Much later, it came to be known that when the Pakistani ambassador supported by Saudi envoy sought to move the OIC resolution, the Iranian diplomat in Geneva, under orders from Tehran, backed out. He argued that as a close friend of both India and Pakistan, Iran was ready to sort out their problems and there was no need to raise these at an international forum. That was the last time Pakistan tried to get a resolution on the Kashmir issue tabled in a UN forum.
Now, the wheel has come full circle. 26 years later, while Iran has returned to supporting Pakistan on Kashmir, backing from Riyadh has dried up. In a role reversal, over the past few days, reports said Saudi Arabia has made several proposals to Pakistan to avoid the meeting of foreign ministers including holding a parliamentary forum or speakers’ conference from Muslim countries. Islamabad’s position has been that speakers’ meeting is not commensurate with the seriousness of the situation in Kashmir. Pakistan also fears that parliamentary meeting will be used for Iran bashing as Speaker of Saudi Shura Abdullah bin Mohammed bin Ibrahim al Sheikh had undertaken to lobby in this regard.
According to Amir Rana, a Pakistani strategic expert, Pakistan’s geo-economic and strategic challenges make it difficult for the country to fully cooperate or annoy either of the two blocs. “Pakistan is caught in a dilemma where its heart is in the Malaysian-Turkish bloc, who openly supporting Pakistan’s Kashmir cause, but its mind is with the Saudi-led bloc, which has money and political influence that Pakistan needs for its struggling economy.

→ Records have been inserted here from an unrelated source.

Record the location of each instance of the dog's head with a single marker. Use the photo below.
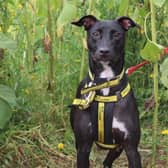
(105, 39)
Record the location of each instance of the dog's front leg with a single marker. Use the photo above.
(82, 127)
(83, 152)
(132, 155)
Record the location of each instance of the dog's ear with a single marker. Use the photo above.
(86, 21)
(127, 23)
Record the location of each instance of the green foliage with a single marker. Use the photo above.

Kashmir remains a core Pakistani foreign policy objective and, thus, an easy way to win the country’s goodwill. But this is not enough for sustaining geo-economic and strategic interests. The diplomatic posture of a nation becomes more balanced and comprehensive when architects of its foreign policy have diverse economic, socio-cultural and political determinants insight. Indeed, there is a lot for Pakistan to ponder over when it sees some of its close friends not supporting it on Kashmir.

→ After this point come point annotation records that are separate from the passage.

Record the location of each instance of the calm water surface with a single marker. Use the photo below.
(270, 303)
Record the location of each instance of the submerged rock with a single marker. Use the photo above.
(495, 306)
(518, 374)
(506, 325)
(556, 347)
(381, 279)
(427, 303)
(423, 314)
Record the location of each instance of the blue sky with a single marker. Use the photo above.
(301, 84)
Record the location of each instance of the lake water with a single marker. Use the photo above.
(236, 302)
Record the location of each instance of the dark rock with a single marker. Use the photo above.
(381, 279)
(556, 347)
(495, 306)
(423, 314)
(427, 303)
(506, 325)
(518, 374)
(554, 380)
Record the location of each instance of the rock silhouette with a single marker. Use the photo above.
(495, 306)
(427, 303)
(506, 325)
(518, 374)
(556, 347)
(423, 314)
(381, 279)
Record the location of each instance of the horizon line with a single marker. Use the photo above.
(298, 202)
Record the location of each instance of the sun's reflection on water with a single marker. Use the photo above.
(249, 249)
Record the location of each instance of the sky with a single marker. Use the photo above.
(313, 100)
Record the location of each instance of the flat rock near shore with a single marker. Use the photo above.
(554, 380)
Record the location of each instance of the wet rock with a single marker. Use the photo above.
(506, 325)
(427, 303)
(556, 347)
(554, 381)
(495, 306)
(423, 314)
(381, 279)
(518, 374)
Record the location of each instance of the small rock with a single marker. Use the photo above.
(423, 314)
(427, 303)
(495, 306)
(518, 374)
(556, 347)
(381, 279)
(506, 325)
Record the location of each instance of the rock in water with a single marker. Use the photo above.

But the international community, in general, has shown its anxiety about gross human rights violations being committed in India-held Kashmir. Apart from human rights groups and international media, different forums have also been showing concern. It would increase pressure on India but this is not going to translate into support for the implementation of the UN resolutions on Kashmir. It is a real challenge for Pakistan’s diplomacy to cultivate such support within the divided blocs of the Muslim world.